El segundo: una serie de contratiempos amorosos y judiciales que, en aquellos tiempos pre-sexgate, enturbiaron su panorama. A tal punto que, ya sin dinero, terminó encerrado en una cárcel (y sólo pudo salir gracias a la fianza que pagaron sus amigos).
El
tercero y final: de vuelta en México, la voz de Constantino se quebró ante un
público ansioso por verlo recuperado. Con lágrimas en los ojos, el tenor se
disculpó y emprendió la retirada. A su pesar.
"¡Qué
voy a perder la voz! ¿No me oyen?", se enojaba en su casa mientras
intentaba recuperar su "Salut demeure" del Fausto. "Que no me
interrumpan, voy a ensayar", se enceguecía entre las paredes del instituto
frenopático Lavista, en México, adonde fue trasladado tras sus accesos de
locura. "All right!... All right!... Very well!...", gritaba entre
los pasillos, vestido con un gabán de tiempos mejores. Ya no quedaba mucho
tiempo. Ni siquiera mucho recuerdo. Constantino murió el 16 de noviembre de
1919, solo, triste y un poco olvidado.

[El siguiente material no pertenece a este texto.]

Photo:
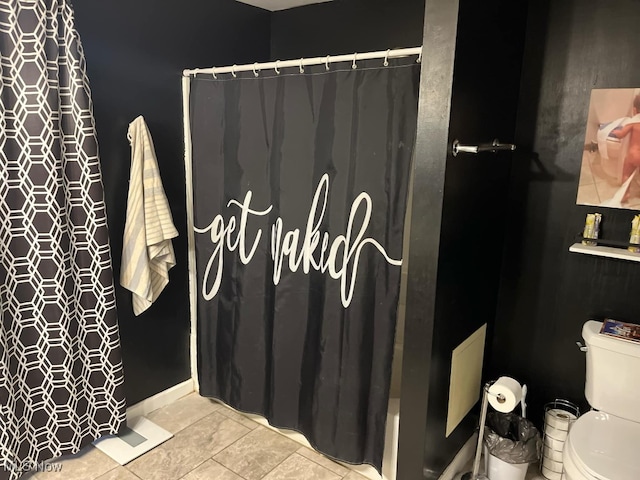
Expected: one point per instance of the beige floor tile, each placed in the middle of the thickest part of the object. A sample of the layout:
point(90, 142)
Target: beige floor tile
point(188, 448)
point(87, 464)
point(297, 467)
point(184, 412)
point(119, 473)
point(254, 455)
point(211, 470)
point(354, 476)
point(324, 461)
point(238, 417)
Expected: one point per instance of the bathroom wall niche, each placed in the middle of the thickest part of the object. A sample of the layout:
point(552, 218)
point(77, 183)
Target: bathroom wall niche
point(610, 172)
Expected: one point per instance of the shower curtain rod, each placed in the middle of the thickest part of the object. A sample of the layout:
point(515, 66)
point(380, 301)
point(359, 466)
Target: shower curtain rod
point(303, 62)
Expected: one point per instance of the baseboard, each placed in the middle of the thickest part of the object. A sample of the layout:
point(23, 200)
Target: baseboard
point(461, 460)
point(160, 400)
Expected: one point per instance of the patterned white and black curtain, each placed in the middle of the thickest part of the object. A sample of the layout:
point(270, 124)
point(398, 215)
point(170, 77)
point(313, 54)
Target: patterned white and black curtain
point(61, 376)
point(300, 187)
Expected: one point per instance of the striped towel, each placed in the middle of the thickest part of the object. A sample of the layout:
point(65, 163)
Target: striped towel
point(147, 251)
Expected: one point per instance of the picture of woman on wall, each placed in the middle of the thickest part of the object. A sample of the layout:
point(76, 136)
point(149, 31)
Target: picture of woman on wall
point(611, 155)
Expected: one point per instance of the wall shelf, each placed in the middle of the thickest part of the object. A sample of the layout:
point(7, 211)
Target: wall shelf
point(602, 251)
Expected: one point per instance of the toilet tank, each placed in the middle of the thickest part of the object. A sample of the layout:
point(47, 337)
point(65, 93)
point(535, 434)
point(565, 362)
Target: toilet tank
point(613, 373)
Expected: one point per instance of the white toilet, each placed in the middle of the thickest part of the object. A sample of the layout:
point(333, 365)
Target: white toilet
point(604, 444)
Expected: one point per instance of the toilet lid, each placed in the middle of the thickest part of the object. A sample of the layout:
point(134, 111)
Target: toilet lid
point(606, 446)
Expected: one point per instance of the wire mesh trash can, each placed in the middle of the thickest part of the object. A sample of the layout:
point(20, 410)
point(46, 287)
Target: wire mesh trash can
point(559, 415)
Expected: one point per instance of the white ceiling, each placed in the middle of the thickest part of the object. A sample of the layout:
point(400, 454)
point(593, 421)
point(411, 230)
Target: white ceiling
point(274, 5)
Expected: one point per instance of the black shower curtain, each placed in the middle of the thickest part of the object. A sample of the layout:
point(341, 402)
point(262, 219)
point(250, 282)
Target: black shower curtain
point(300, 183)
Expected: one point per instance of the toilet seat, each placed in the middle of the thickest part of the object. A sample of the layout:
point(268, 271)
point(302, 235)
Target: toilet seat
point(603, 447)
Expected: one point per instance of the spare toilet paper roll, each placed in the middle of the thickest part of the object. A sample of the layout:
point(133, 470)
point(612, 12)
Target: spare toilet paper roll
point(505, 394)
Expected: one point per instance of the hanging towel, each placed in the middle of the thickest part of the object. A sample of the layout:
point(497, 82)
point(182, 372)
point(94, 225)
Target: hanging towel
point(147, 251)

Pero con la certeza, más allá de su
delirio, de que había cumplido con aquel sueño de desenterrar el tesoro que
llevaba en su garganta.
El teatro de Bragado
Pero antes del final, en 1911, convencido por un grupo de bragadenses, Constantino decidió construir un teatro en la tierra que lo descubrió. "En el Bragado, tierra de mis luchas primeras, planté mis tiendas de artista, edificando un teatro para que los que amigos fueron de mi desgracia, lo sean también de mi ventura", dijo alguna vez, según lo cita su biógrafo.
Su
emprendimiento tuvo sus peripecias antes de convertirse en el complejo cultural
que hoy lleva su nombre.
Primero, Constantino compró el predio del Club Social de Bragado y mandó a hacer los planos a un arquitecto español. Ya en Nueva York, donde fue a cumplir con alguna de las tantas giras de esos años, el tenor compró butacas, sillas, tapicería para los palcos y hasta el gran telón para el escenario que se utilizaría por primera vez el 25 de noviembre de 1912, día del estreno oficial.
Aquel
día, según los documentos de la época, más de 2100 personas de Bragado y
localidades vecinas asistieron a la presentación de Constantino.
Pero el
esplendor, que hizo que allí se reunieran importantes compañías teatrales y de
zarzuelas no duró mucho. Ya en 1913, el teatro Constantino comenzó a languidecer.
Según Goyen Aguado, "los compradores de palcos dejaron de hacerse cargo de
sus obligaciones y el teatro fue hipotecado".
Para 1916, el edificio fue rematado y la pared que daba al escenario se agrietó. En 1929, un fuerte viento huracanado provocó la caída del escenario y, en 1979, parte del frente se desplomó pesadamente sobre la vereda.
Vencidos,
los lugareños decidieron demolerlo. Pero una comisión de vecinos memoriosos se
interpuso y, junto a la Municipalidad de Bragado, se hizo cargo de la compra
del teatro para transformarlo en el complejo cultural que hoy lleva el nombre
del tenor que dio en la ciudad bonaerense sus primeros pasos de gran cantante.